Daycare providers face challenges during COVID-19 crisis Daycare providers face challenges during COVID-19 crisis

Governor Evers has released Emergency Order No.6, which restricts the size of child care settings, aimed to keep child care providers and centers safe from COVID-19.

The orders limit centers to only 10 employees and 50 children in the building at once.

Sand Box has been operating under the information that was sent to all child care centers, but no personal contact has been made.

“The Department of Children and Families (DCF), which oversees us, really has not communicated with us at all so we’ve been getting a lot of our information from the Department of Health Services and the Taylor County Health Department,” said Kelly Jensen, Director at Sand Box Child Care & Preschool, flat-out saying that she has been highly frustrated with the DCF’s reaction to COVID-19. “I think it’s a little bit interesting that our own regulatory department is not communicating with us,”.

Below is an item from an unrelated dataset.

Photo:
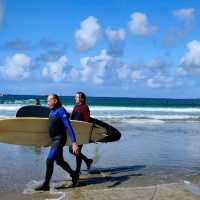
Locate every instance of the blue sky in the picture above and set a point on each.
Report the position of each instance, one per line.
(122, 48)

Jensen vented her frustrations with DCF, saying the department’s initial response was inappropriate, and that the updated response is still inadequate.

“On Monday, the very first information we got from our regulatory department was pretty much ‘none of the rules have to be followed,’” she said, saying at first they were told to temporarily suspend requirements around the licensing capacity and reduced staffing, suspend rules regarding supervision of children, and rules around ratio size for ages 5 and over.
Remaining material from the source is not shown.